What is Functional And Non Functional Testing With Examples?
Functional testing is a type of black-box testing that focuses on the functionality of an application. It is used to test whether the application under test is working as expected. Functional testing checks the end-to-end behavior of an application.
Non functional testing, on the other hand, focuses on how well the system performs under certain conditions. This includes things like performance, scalability, security, etc. Non functional testing is usually done after functional testing has been completed and all bugs have been fixed.
How Non Functional Testing is Done?
There are many different types of nonfunctional testing, each with its own unique purpose. Here is a brief overview of some of the most common:
- Load testing assesses how well a system performs under heavy loads, such as during peak usage times. This type of testing can help identify bottlenecks and ensure that the system can handle expected traffic levels.
- Stress testing push a system to its limits to see how it responds under extreme conditions. This can be useful for identifying potential issues that may only crop up under rare or unexpected circumstances.
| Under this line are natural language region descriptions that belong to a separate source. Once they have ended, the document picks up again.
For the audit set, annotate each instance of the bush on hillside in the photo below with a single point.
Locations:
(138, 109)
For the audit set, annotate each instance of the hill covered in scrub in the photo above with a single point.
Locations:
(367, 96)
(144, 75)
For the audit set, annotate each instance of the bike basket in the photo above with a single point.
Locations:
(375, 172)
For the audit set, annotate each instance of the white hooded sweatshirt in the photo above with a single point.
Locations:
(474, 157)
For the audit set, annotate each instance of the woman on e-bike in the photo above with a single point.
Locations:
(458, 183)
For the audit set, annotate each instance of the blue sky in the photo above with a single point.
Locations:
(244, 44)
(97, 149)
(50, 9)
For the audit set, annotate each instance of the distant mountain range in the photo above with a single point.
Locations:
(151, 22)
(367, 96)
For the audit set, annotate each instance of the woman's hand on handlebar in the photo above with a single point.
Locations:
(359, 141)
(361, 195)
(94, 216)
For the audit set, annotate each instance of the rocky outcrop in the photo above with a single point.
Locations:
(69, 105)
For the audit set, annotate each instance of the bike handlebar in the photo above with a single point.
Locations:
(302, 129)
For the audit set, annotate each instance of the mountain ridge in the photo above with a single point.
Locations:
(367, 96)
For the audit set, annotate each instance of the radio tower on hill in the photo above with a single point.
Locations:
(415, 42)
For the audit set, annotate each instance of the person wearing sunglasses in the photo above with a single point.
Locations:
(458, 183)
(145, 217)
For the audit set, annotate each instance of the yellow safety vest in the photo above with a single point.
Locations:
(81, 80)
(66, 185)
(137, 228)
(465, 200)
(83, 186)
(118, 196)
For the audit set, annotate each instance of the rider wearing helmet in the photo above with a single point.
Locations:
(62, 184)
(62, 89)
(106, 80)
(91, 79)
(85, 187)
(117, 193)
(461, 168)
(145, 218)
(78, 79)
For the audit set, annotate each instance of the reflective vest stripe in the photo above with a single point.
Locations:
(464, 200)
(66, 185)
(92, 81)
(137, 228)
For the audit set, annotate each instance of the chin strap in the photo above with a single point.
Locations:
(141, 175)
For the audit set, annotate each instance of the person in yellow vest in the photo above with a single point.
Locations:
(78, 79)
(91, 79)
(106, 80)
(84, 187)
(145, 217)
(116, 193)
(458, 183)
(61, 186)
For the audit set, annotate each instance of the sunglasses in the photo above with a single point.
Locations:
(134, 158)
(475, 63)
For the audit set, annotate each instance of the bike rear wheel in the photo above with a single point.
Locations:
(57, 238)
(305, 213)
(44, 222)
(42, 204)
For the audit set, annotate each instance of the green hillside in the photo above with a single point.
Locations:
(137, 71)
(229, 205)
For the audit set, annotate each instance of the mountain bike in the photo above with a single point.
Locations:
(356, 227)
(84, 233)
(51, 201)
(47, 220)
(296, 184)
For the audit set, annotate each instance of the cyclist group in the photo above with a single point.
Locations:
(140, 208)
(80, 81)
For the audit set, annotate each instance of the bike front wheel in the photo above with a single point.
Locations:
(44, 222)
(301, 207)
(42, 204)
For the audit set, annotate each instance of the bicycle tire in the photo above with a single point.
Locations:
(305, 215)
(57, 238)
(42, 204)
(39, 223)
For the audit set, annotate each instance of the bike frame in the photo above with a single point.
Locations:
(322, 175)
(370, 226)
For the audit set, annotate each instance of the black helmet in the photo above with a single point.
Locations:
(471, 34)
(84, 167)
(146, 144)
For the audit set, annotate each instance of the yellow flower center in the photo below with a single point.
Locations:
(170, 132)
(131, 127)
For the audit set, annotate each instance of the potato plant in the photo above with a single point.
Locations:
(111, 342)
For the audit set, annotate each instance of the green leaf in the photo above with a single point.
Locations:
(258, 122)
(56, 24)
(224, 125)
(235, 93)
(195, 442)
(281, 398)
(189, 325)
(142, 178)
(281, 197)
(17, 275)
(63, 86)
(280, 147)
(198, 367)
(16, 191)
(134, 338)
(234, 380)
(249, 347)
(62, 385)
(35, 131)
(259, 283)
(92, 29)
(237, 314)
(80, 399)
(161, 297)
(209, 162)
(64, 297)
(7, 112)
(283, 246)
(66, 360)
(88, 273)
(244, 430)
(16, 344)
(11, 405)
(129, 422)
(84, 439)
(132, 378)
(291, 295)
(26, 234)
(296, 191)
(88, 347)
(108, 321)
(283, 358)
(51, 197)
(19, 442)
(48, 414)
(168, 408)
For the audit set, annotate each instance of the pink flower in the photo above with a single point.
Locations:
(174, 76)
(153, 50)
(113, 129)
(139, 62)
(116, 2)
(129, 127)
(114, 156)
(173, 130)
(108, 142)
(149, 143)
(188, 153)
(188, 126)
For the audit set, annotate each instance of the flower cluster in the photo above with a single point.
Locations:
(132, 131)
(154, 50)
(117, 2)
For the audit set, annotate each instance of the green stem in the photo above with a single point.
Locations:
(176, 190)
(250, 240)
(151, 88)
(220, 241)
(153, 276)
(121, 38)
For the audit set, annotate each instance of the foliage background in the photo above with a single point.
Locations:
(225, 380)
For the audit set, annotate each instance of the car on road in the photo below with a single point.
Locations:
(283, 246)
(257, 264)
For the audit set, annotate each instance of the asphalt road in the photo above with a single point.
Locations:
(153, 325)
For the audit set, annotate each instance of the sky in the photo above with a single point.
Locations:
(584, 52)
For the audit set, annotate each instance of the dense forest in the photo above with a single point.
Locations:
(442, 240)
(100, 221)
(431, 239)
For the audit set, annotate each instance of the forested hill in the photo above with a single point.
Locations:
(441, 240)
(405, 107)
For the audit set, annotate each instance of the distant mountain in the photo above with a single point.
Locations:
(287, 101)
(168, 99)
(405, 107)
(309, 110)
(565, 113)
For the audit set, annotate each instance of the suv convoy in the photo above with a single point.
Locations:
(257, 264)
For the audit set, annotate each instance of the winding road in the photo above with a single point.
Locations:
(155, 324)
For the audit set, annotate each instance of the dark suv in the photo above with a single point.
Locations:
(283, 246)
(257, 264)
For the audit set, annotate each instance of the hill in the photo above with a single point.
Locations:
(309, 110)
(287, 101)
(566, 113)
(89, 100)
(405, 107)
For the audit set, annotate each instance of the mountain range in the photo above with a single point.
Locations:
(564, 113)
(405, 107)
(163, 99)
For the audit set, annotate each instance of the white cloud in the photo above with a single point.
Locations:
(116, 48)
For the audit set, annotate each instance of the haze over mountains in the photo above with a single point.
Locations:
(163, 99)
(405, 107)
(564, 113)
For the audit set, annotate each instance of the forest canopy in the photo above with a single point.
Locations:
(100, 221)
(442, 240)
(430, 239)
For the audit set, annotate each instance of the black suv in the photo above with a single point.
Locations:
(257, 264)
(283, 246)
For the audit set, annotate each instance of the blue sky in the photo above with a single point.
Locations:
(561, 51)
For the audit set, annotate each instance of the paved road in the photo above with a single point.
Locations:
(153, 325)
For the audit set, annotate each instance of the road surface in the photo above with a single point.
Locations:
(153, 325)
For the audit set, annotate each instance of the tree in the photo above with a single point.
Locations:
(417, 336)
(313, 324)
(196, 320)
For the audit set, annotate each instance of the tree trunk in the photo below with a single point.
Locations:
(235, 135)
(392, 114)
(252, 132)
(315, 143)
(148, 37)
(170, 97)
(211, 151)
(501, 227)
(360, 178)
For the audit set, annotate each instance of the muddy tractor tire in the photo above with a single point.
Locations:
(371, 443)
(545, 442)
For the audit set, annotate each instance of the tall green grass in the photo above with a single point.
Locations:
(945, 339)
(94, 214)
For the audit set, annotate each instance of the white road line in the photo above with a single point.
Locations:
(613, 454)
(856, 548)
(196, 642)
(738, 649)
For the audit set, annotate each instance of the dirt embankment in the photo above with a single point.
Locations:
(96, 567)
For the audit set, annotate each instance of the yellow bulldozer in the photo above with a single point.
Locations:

- Usability testing assesses how easy it is for users to interact with a system and achieve their desired results. This type of testing can help uncover design flaws that make using the system difficult or confusing for users.
- Security testing ensures that sensitive data is protected from unauthorized access and that systems are resistant to attack. This type of testing is essential for ensuring the confidentiality and integrity of data stored on systems.
Functional Testing vs Non-Functional Testing | Software Testing Training | Edureka
Non-functional testing is a type of testing that assesses the performance of a system. This can include things like load testing, stress testing, and scalability testing. Non-functional tests are important because they help ensure that a system can handle the demands placed on it.